"The Last Hippie"

In 1966 Dr. Sacks began working as a consulting neurologist at Beth Abraham Hospital, a chronic care hospital in the Bronx where he encountered an extraordinary group of patients he would later write about in Awakenings. These patients, many of whom had spent decades in strange, frozen states, like human statues, were survivors of the great pandemic of encephalitis lethargica, the "sleepy sickness" that swept the world from 1916 to 1927. Sacks treated them with a then-experimental drug, L-dopa, enabling them to come back to life. Working with the nurses and the music therapists at Beth Abraham, he also found that music could often be as powerful as any drug.

In 1977, also at Beth Abraham, Dr. Sacks met "Greg F.," the patient on whom the character of Gabriel Sawyer is based. Greg, a young man with devastating amnesia caused by a brain tumor, could remember almost no new events in his life, but his memory for music, particularly that of the 1960s, remained intact. Music could reach him as nothing else could. After almost fifteen years of working with Greg, Dr. Sacks arranged for Greg to meet drummer Mickey Hart and go to a Grateful Dead concert. Dr. Sacks wrote about Greg in his essay, "The Last Hippie," published in An Anthropologist on Mars (1995). Sacks has also written extensively about the powers of music in The Man Who Mistook His Wife for a Hat and in Musicophilia: Tales of Music and the Brain. His most recent book, The Mind's Eye, was published in October 2010. More information is available at www.oliversacks.com.

Learn more about The Last Hippie and the Grateful Dead.

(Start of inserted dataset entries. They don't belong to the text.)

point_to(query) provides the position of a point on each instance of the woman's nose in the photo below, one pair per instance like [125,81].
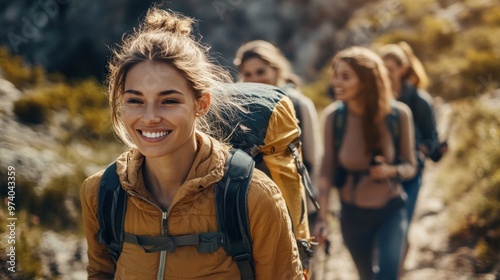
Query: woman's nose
[151,114]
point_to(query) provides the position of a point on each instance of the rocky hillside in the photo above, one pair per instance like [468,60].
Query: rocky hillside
[73,36]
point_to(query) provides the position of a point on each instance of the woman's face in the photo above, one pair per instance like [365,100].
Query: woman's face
[394,70]
[346,83]
[257,70]
[159,109]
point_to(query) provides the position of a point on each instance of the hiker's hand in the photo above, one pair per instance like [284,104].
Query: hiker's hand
[320,232]
[380,170]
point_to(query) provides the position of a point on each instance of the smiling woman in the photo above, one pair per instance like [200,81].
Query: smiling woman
[164,96]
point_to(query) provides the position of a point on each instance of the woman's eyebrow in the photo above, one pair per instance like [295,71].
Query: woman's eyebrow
[161,93]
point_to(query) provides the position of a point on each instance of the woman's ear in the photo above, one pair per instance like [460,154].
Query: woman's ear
[203,104]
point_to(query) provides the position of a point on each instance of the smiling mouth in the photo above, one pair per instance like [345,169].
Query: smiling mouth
[154,135]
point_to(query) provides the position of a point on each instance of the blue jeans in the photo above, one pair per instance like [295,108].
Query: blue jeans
[367,232]
[412,187]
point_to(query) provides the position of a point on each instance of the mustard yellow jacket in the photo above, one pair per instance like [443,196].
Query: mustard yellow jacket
[192,211]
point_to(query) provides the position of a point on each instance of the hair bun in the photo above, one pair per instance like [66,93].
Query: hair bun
[167,21]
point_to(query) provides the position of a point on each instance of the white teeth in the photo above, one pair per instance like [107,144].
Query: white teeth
[154,134]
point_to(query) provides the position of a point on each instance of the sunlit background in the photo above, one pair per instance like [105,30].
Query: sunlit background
[54,127]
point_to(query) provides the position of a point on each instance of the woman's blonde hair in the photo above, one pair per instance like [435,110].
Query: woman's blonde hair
[271,55]
[375,91]
[403,55]
[165,36]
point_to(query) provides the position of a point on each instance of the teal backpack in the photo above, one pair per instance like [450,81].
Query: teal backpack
[232,216]
[340,120]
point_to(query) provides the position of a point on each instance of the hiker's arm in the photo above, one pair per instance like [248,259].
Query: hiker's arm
[326,172]
[275,251]
[312,143]
[407,164]
[101,265]
[426,121]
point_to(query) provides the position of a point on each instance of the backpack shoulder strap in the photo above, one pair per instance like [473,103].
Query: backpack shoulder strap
[232,210]
[339,123]
[112,201]
[394,125]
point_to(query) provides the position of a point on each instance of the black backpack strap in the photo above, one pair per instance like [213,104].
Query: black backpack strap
[394,125]
[206,242]
[232,210]
[304,174]
[112,204]
[339,118]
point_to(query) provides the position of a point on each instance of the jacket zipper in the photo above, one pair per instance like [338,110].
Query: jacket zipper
[163,254]
[164,216]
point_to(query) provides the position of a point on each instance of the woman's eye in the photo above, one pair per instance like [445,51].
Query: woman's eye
[134,101]
[170,101]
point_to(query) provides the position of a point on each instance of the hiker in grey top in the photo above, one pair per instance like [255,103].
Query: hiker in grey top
[262,62]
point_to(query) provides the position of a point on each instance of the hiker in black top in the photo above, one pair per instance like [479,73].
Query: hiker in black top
[368,165]
[408,81]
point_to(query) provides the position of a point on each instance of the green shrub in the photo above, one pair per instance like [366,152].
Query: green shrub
[15,70]
[473,190]
[491,17]
[59,203]
[31,111]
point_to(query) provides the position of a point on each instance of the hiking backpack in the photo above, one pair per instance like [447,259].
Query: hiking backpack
[231,208]
[269,132]
[340,119]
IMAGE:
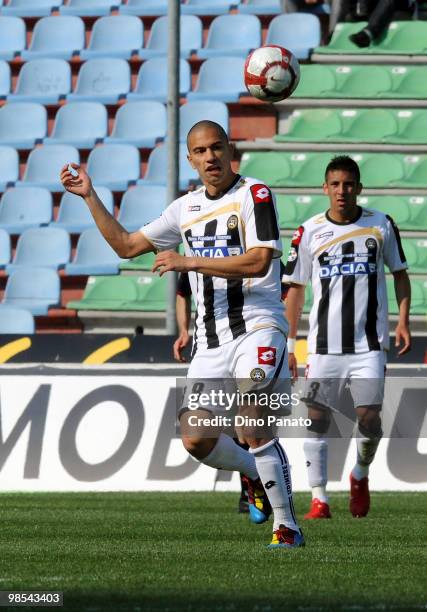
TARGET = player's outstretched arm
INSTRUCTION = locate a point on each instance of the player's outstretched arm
(125, 244)
(402, 288)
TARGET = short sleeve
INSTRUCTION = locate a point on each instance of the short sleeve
(164, 232)
(260, 219)
(299, 265)
(394, 256)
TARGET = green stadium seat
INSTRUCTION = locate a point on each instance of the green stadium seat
(416, 254)
(295, 209)
(418, 298)
(402, 37)
(122, 293)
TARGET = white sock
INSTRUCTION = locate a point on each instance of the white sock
(274, 472)
(227, 455)
(316, 455)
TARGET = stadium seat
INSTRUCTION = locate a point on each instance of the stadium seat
(140, 205)
(25, 207)
(47, 247)
(114, 165)
(220, 78)
(103, 80)
(401, 38)
(93, 255)
(5, 79)
(232, 35)
(13, 37)
(152, 80)
(30, 8)
(144, 8)
(9, 167)
(141, 124)
(60, 37)
(121, 293)
(261, 7)
(5, 248)
(44, 165)
(22, 125)
(80, 124)
(44, 80)
(157, 162)
(74, 215)
(190, 37)
(298, 32)
(207, 7)
(34, 289)
(115, 36)
(16, 321)
(89, 8)
(192, 112)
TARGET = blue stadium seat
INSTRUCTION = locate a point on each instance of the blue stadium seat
(9, 167)
(25, 207)
(157, 164)
(232, 35)
(60, 37)
(30, 8)
(44, 80)
(81, 124)
(4, 79)
(220, 78)
(144, 8)
(261, 7)
(47, 247)
(32, 288)
(44, 166)
(16, 321)
(152, 81)
(13, 37)
(103, 80)
(74, 215)
(141, 124)
(93, 255)
(22, 125)
(5, 248)
(298, 32)
(190, 37)
(115, 166)
(192, 112)
(89, 8)
(207, 7)
(115, 36)
(140, 205)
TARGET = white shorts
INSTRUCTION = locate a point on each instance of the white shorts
(254, 363)
(328, 376)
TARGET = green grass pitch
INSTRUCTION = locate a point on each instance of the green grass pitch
(193, 552)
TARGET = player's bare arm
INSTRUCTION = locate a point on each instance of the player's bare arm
(253, 263)
(126, 244)
(402, 288)
(294, 306)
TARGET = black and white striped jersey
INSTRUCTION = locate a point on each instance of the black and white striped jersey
(345, 263)
(243, 218)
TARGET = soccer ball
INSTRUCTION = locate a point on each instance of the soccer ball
(271, 73)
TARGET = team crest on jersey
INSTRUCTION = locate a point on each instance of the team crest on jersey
(267, 355)
(257, 374)
(232, 222)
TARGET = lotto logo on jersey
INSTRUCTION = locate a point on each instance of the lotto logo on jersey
(267, 355)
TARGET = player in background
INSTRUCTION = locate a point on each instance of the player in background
(183, 319)
(342, 252)
(232, 248)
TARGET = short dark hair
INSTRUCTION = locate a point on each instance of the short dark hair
(205, 123)
(343, 162)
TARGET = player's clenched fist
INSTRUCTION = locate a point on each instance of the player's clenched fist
(76, 180)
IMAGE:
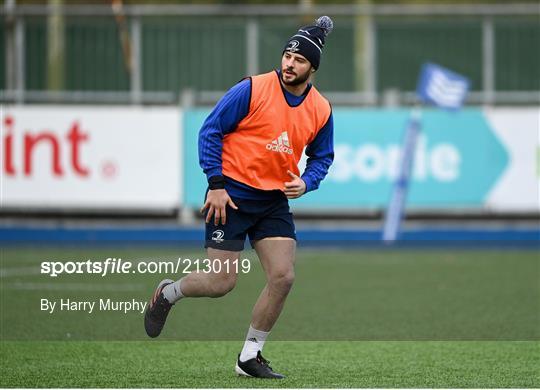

Excerpt From “The Last Hippie”
(An Anthropologist on Mars)

By Oliver Sacks

"Greg F. grew up in the 1950s in a comfortable Queens household, an attractive and rather gifted boy who seemed destined, like his father, for a professional career—perhaps a career in songwriting, for which he showed a precocious talent. But he grew restive, started questioning things, as a teenager in the late '60s; started to hate the conventional life of his parents and neighbors and the cynical, bellicose administration of the country. His need to rebel, but equally to find an ideal and a guide, to find a leader, crystallized in the Summer of Love, in 1967. He would go to the Village and listen to Allen Ginsberg declaiming all night; he loved rock music, especially acid rock, and, above all, the Grateful Dead. Increasingly he fell out with his parents and teachers; he was truculent with the one, secretive with the other. In 1968, a time when Timothy Leary was urging American youth to "tune in, turn on, and drop out," Greg grew his hair long and dropped out of school, where he had been a good student; he left home and went to live in the Village where he dropped acid and joined the East Village drug culture—searching, like others of his generation, for utopia, for inner freedom, and for "higher consciousness."
[Greg later joined the Hare Krishna and went to live in their temple in New Orleans, where his parents found him, very ill from a brain tumor, and brought him to a hospital in New York. I met him in 1977, shortly after his brain tumor was removed.)
Questioning him about current events and people, I found the depths of his disorientation and confusion. When I asked him who was the president, he said, "Lyndon," then, "the one who got shot." I prompted, "Jimmy . . . ," and then he said, "Jimi Hendrix," and when I roared with laughter, he said maybe a musical White House would be a good idea. A few more questions convinced me that Greg had virtually no memory of events much past 1970, certainly no coherent, chronological memory of them. He seemed to have been left, marooned, in the ’60s—his memory, his development, his inner life since then had come to a stop."